Venezuelanos em Cuiabá organizam força-tarefa para enviar ajuda humanitária ao país natal

A comunidade venezuelana residente em Cuiabá iniciou uma mobilização solidária para enviar suprimentos essenciais às vítimas dos terremotos que devastaram diversas regiões da Venezuela no final de junho. O movimento, que começou de forma espontânea entre famílias imigrantes, ganhou proporções significativas e conta hoje com o apoio de voluntários locais e empresários.

Logística e solidariedade na capital mato-grossense

O ponto central de coleta para as doações foi estabelecido em uma oficina mecânica, onde funcionários e voluntários trabalham na triagem e organização dos itens arrecadados. A iniciativa, liderada por figuras como Roslemy Del Valle Rivero Rengel, busca suprir necessidades básicas imediatas de famílias que perderam seus lares e pertences durante os desastres naturais.

A logística de transporte já está definida para garantir que a ajuda chegue ao destino final. Todo o material acumulado será enviado via terrestre até o estado do Amazonas, servindo como ponto de transbordo para a entrada dos donativos em território venezuelano. A organização do fluxo logístico reflete o compromisso dos imigrantes em manter o suporte contínuo ao seu povo.

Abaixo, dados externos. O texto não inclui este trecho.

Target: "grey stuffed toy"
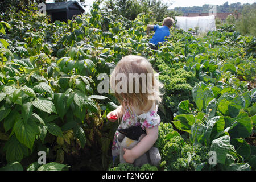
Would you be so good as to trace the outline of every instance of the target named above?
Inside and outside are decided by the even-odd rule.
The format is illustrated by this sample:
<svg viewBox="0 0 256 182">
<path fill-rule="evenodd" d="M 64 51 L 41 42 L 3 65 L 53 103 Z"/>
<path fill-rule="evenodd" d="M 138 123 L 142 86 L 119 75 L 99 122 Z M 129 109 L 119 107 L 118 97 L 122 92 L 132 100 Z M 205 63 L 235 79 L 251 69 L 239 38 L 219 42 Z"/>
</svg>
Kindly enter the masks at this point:
<svg viewBox="0 0 256 182">
<path fill-rule="evenodd" d="M 146 135 L 146 131 L 141 126 L 134 126 L 127 129 L 118 129 L 119 131 L 117 139 L 121 142 L 120 145 L 120 163 L 125 163 L 123 159 L 125 151 L 123 148 L 131 149 L 137 144 Z M 141 167 L 144 164 L 159 166 L 161 161 L 159 151 L 156 147 L 152 147 L 147 152 L 135 159 L 134 166 Z"/>
</svg>

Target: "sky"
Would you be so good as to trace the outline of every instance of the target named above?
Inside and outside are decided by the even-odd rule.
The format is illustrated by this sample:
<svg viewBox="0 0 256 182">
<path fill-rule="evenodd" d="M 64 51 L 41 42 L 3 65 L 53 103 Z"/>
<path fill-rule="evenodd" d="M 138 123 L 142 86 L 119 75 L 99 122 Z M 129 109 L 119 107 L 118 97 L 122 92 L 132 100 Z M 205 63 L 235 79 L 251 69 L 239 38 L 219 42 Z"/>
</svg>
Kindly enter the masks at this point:
<svg viewBox="0 0 256 182">
<path fill-rule="evenodd" d="M 47 0 L 46 3 L 53 2 L 53 0 Z M 94 0 L 86 0 L 85 3 L 87 6 L 86 10 L 90 9 L 90 6 L 92 5 Z M 188 7 L 188 6 L 202 6 L 204 4 L 209 5 L 223 5 L 226 2 L 228 2 L 229 5 L 241 2 L 242 4 L 249 3 L 252 4 L 256 2 L 256 0 L 162 0 L 163 3 L 170 5 L 169 9 L 172 9 L 176 7 Z M 172 5 L 171 3 L 172 2 Z"/>
</svg>

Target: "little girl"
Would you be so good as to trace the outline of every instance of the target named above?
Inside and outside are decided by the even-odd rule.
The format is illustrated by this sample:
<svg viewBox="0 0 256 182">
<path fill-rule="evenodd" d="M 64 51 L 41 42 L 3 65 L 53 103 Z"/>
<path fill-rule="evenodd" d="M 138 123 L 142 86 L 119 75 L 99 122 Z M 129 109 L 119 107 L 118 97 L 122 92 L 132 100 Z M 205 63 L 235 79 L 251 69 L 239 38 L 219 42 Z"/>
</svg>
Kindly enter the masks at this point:
<svg viewBox="0 0 256 182">
<path fill-rule="evenodd" d="M 139 81 L 138 79 L 134 80 L 130 77 L 131 75 L 134 76 L 135 80 L 139 77 L 141 79 L 139 78 Z M 123 81 L 122 86 L 119 86 L 119 90 L 121 89 L 122 91 L 118 90 L 120 76 L 122 76 L 122 81 Z M 124 76 L 128 81 L 125 80 Z M 146 76 L 144 80 L 143 76 Z M 121 105 L 108 114 L 108 119 L 114 122 L 122 118 L 118 129 L 141 125 L 147 134 L 131 150 L 123 149 L 123 158 L 127 163 L 133 163 L 137 158 L 148 151 L 158 139 L 158 125 L 160 121 L 160 117 L 156 113 L 158 104 L 161 101 L 159 86 L 162 85 L 155 78 L 151 64 L 141 56 L 129 55 L 124 57 L 118 63 L 111 74 L 110 87 L 114 91 Z M 118 131 L 115 132 L 112 146 L 114 162 L 119 155 L 120 142 L 117 138 L 118 133 Z"/>
</svg>

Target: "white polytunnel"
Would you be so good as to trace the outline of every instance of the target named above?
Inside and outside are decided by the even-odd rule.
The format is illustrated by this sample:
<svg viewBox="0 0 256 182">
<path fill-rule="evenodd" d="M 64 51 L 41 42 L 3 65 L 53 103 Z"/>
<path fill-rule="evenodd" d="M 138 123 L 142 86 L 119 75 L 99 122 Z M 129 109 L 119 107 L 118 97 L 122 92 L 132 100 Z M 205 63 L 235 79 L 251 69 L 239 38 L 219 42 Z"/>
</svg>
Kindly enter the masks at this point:
<svg viewBox="0 0 256 182">
<path fill-rule="evenodd" d="M 175 16 L 175 19 L 177 20 L 176 26 L 178 29 L 188 31 L 190 28 L 195 29 L 197 27 L 200 32 L 216 30 L 214 15 L 196 17 Z"/>
</svg>

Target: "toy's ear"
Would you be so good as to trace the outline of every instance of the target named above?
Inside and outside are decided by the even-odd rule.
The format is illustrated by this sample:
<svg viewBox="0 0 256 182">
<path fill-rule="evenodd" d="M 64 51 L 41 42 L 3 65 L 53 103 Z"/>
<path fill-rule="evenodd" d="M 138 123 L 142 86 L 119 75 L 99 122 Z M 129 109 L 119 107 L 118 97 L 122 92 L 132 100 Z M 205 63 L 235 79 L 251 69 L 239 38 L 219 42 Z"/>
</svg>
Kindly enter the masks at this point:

Relatos de angústia e a busca por familiares

Para muitos imigrantes, a tragédia trouxe um componente emocional devastador, marcado pela incerteza sobre o paradeiro de parentes. Neury Tabaré, que reside na capital, descreveu os momentos de desespero ao perder o contato com seus familiares em Caracas logo após os tremores. Após dias de apreensão, a confirmação de que cunhados e sobrinhos perderam tudo intensificou o engajamento na causa humanitária.

O sentimento de impotência diante da distância é um desafio constante para quem deixou o país em busca de novas oportunidades. Segundo relatos coletados pela TV Centro América, a impossibilidade de retornar ao país natal, somada à crise humanitária agravada pelos terremotos, reforça a necessidade de manter a rede de apoio ativa, independentemente da distância geográfica.

Compromisso com a continuidade da assistência

Apesar das dificuldades logísticas e emocionais, os organizadores afirmam que não pretendem interromper as atividades de arrecadação. A mobilização, que superou as expectativas iniciais de volume e adesão, é vista como um dever moral pelos voluntários. O foco agora é garantir a regularidade do envio das doações, mantendo o suporte enquanto a situação de emergência persistir na Venezuela.